Per alcune migliaia di anni i gruppi di Homo sapiens continuarono a condurre una vita nomade, spostandosi periodicamente alla ricerca di nuove risorse alimentari. In seguito alla rivoluzione agricola e grazie alla domesticazione di piante e animali, questa situazione mutò per la prima volta, perché i gruppi insediati nella mezzaluna fertile non dovettero più cambiare territorio per trovare nuove fonti di sostentamento. A partire dall’VIII millennio a.C. essi diventarono dunque sedentari. Il passaggio in realtà fu graduale: inizialmente conducevano una vita seminomade, fermandosi in un luogo soltanto finché il terreno era in grado di fornire cereali sufficienti; poi, quando la popolazione aumentava e non poteva più essere mantenuta dalle risorse della terra, impoverita perché eccessivamente sfruttata, si spostavano per stabilirsi in nuove aree.

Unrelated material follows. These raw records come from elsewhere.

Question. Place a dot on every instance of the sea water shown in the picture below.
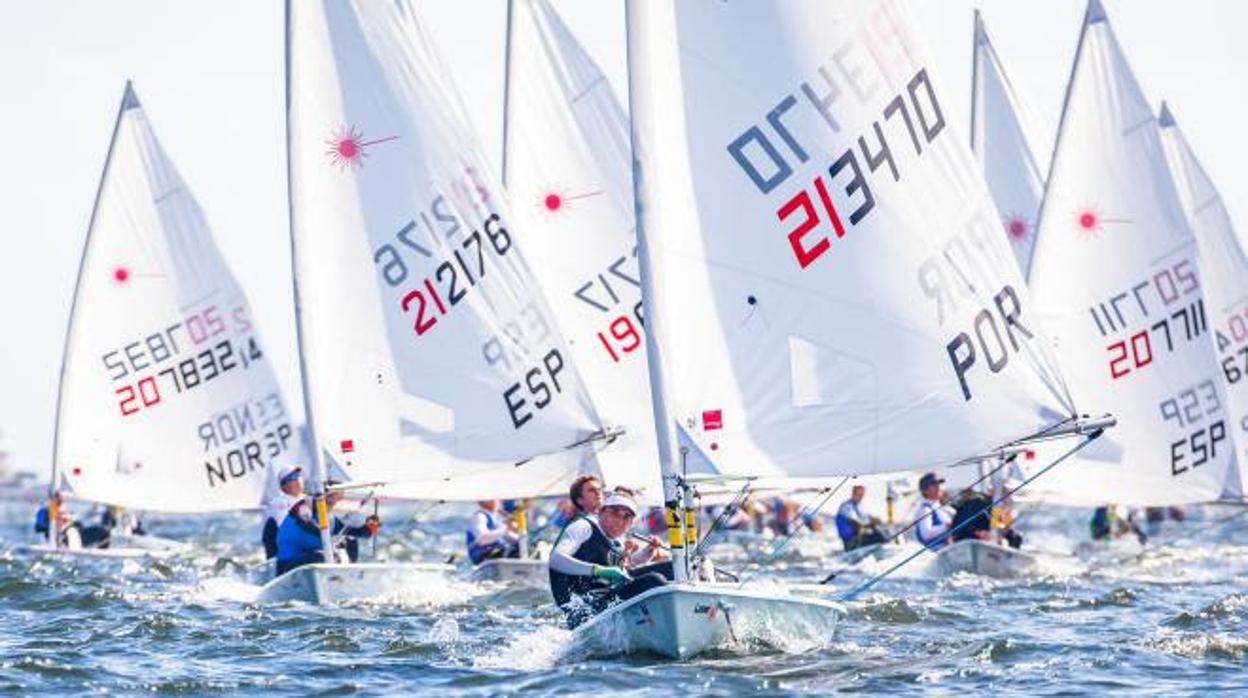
(1170, 621)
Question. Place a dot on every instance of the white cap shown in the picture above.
(286, 471)
(618, 500)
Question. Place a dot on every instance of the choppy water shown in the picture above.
(1170, 621)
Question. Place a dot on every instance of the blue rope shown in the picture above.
(854, 593)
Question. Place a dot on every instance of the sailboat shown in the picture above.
(1002, 144)
(166, 402)
(565, 169)
(1224, 276)
(825, 287)
(432, 365)
(1118, 284)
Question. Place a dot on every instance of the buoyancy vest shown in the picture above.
(597, 550)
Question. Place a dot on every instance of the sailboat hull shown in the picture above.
(147, 543)
(985, 558)
(682, 621)
(112, 552)
(326, 583)
(522, 572)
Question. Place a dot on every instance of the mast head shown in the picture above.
(1165, 119)
(130, 100)
(1095, 13)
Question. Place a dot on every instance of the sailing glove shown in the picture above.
(613, 575)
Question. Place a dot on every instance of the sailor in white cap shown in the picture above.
(290, 483)
(589, 565)
(934, 517)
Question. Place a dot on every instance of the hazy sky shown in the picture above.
(210, 76)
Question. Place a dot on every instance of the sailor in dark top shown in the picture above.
(290, 485)
(589, 560)
(298, 538)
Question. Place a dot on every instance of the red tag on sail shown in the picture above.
(713, 420)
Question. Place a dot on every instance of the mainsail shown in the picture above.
(828, 289)
(567, 169)
(1116, 279)
(1224, 274)
(167, 401)
(1001, 141)
(429, 355)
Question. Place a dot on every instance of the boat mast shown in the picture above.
(507, 86)
(127, 101)
(673, 480)
(316, 477)
(522, 518)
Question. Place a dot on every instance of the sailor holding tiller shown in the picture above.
(298, 540)
(489, 536)
(290, 482)
(589, 567)
(855, 527)
(934, 516)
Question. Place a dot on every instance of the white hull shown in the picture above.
(97, 553)
(147, 543)
(985, 558)
(521, 572)
(325, 583)
(683, 621)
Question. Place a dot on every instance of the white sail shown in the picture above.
(1116, 279)
(1224, 274)
(167, 401)
(567, 170)
(1001, 141)
(429, 353)
(831, 292)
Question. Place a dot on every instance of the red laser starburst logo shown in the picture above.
(1017, 229)
(1090, 222)
(554, 201)
(348, 147)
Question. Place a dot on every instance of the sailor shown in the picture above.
(934, 516)
(590, 567)
(290, 483)
(587, 493)
(73, 533)
(975, 511)
(781, 516)
(489, 536)
(1108, 523)
(117, 520)
(855, 527)
(298, 540)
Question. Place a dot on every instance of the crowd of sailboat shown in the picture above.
(779, 269)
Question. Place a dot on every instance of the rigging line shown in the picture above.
(853, 593)
(721, 518)
(608, 435)
(806, 513)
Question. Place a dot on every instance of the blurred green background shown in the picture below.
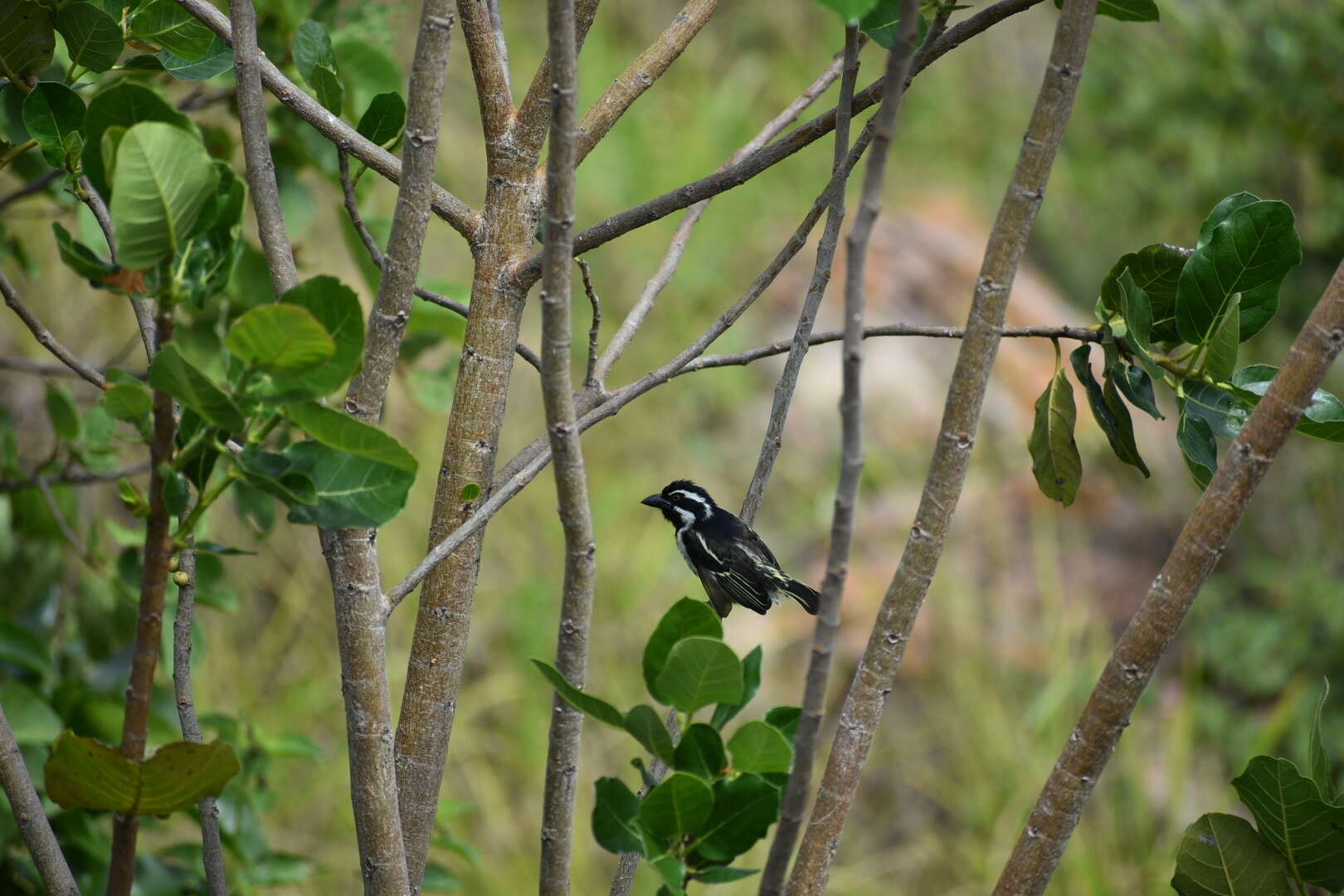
(1216, 99)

Probabilmente prima del passaggio dalla raccolta alla produzione gli uomini erano già almeno in parte stanziali (quantomeno le donne): un campo di grano in via di maturazione era un forte incentivo a fermarsi per proteggerlo e poi a organizzarsi per difenderlo dagli appetiti dei cacciatori “puri”, che invece dovevano confrontarsi con la dura realtà della selvaggina in diminuzione. Tale situazione “fluida” dev’essere durata a lungo, come testimoniano gli esempi di popoli che tornarono alla caccia dopo aver sperimentato l’agricoltura.

I primi villaggi neolitici

Con il nuovo stile di vita sedentario nacquero i primi villaggi, in principio simili agli accampamenti temporanei. Le abitazioni erano infatti costituite da capanne di legno, fango e paglia; solo in seguito furono realizzate case più solide con i materiali peculiari delle diverse aree di insediamento (pietre oppure mattoni di argilla essiccati al sole). In alcuni villaggi le abitazioni erano addossate le une alle altre: non esistevano vie di accesso e per entrare si passava, tramite apposite scale, dai tetti, che erano piatti e dotati di aperture per raccogliere l’acqua piovana (il caso più noto è quello di Çatal Hüyük nell’attuale Turchia, risalente al 7500 a.C.).

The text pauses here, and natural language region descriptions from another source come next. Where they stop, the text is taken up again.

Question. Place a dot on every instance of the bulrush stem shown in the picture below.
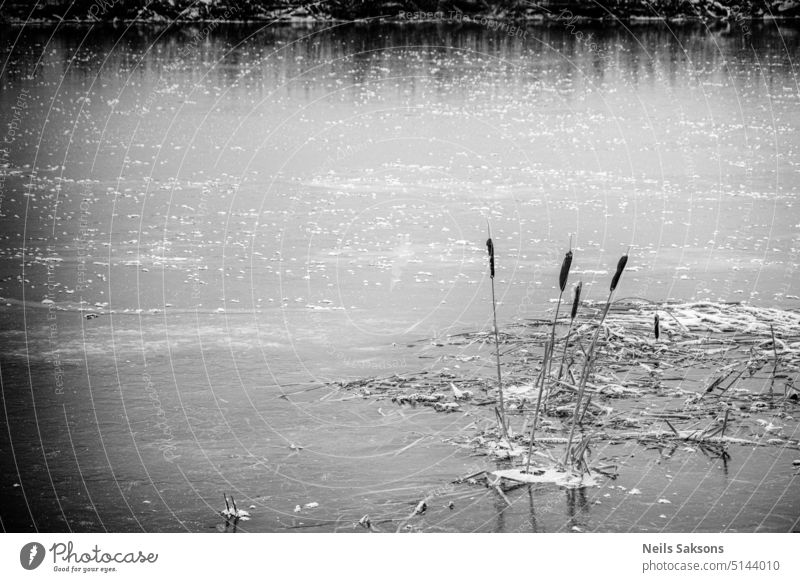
(587, 368)
(547, 349)
(502, 415)
(575, 304)
(590, 355)
(499, 373)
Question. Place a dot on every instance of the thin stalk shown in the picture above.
(503, 427)
(585, 376)
(547, 348)
(549, 361)
(564, 354)
(499, 373)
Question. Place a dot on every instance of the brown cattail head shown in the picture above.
(490, 248)
(562, 278)
(577, 300)
(620, 267)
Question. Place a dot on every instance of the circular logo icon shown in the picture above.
(31, 555)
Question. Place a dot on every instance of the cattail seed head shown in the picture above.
(490, 248)
(620, 267)
(562, 279)
(577, 300)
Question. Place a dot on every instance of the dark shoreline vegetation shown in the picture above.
(666, 378)
(458, 11)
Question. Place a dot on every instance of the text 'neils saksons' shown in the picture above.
(681, 549)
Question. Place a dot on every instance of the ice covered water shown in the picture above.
(285, 206)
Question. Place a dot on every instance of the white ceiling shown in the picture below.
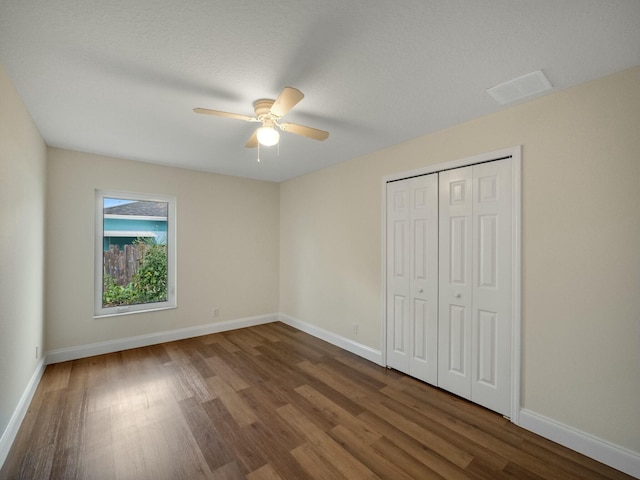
(121, 78)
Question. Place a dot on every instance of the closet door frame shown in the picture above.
(515, 153)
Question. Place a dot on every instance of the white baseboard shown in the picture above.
(90, 350)
(347, 344)
(9, 434)
(605, 452)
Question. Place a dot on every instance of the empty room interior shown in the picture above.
(400, 239)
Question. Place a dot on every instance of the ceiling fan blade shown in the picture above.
(305, 131)
(218, 113)
(253, 140)
(286, 101)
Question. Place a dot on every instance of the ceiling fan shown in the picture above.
(269, 113)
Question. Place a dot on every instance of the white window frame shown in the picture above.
(99, 310)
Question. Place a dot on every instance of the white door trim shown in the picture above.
(516, 155)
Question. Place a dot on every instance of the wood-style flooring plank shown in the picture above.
(267, 403)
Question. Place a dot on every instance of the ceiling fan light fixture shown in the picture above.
(268, 136)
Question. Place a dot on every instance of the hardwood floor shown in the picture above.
(267, 402)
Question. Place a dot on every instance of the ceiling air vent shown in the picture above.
(521, 87)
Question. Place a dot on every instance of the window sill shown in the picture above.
(128, 311)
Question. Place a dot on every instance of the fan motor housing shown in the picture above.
(262, 107)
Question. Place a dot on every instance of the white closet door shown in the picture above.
(492, 278)
(412, 276)
(456, 286)
(424, 278)
(475, 284)
(398, 275)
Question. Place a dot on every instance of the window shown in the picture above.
(135, 261)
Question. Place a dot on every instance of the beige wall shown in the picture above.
(580, 247)
(227, 247)
(22, 194)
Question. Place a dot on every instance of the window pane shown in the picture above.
(134, 264)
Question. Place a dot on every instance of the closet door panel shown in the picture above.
(455, 281)
(398, 275)
(492, 295)
(424, 278)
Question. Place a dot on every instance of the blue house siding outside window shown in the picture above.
(123, 224)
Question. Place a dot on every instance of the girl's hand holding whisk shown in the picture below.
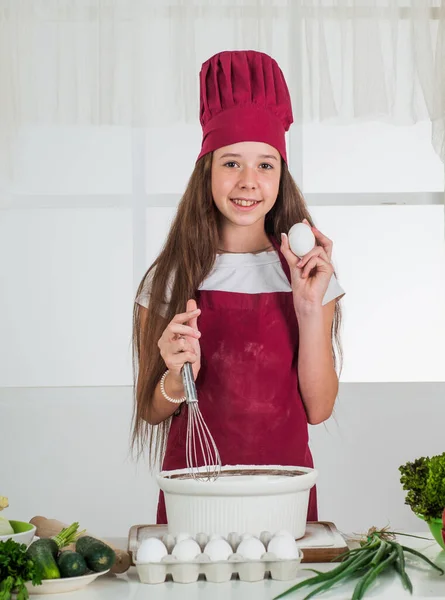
(310, 274)
(179, 342)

Probabilmente i primi villaggi si formarono grazie alla presenza di nuclei legati da vincoli di parentela e dunque dalla collaborazione e da forme di solidarietà contro rischi e difficoltà. Campi, prodotti e animali erano affidati al lavoro, alla fatica, alla cura e alla responsabilità di tutti (anche dei bambini) come proprietà comune e il raccolto veniva suddiviso dagli anziani con equità.
La ricchezza derivante dalle attività agricole attirò l’attenzione delle popolazioni nomadi che vivevano ancora di caccia e pastorizia e si spostavano al seguito degli animali selvatici o delle greggi. Coloro che erano diventati definitivamente stanziali si trovarono spesso a difendere ciò che avevano costruito: un suolo dissodato e coltivato, cereali e legumi che crescevano, alberi da frutto curati attraevano sicuramente animali selvatici e tribù nomadi; ciò poneva spesso in conflitto produttori da un lato e cacciatori-raccoglitori dall’altro. Per difendersi da queste incursioni, già a partire dal V millennio a.C. i villaggi neolitici si dotarono quindi di mura difensive. Gli insediamenti furono inoltre provvisti di cisterne per raccogliere l’acqua piovana. Infine, vennero individuati luoghi da adibire al culto delle divinità protettrici del villaggio. Si trattava di tempietti in cui venivano portati i prodotti dei campi: un’offerta per assicurarsi, attraverso la protezione divina, la prosperità del villaggio.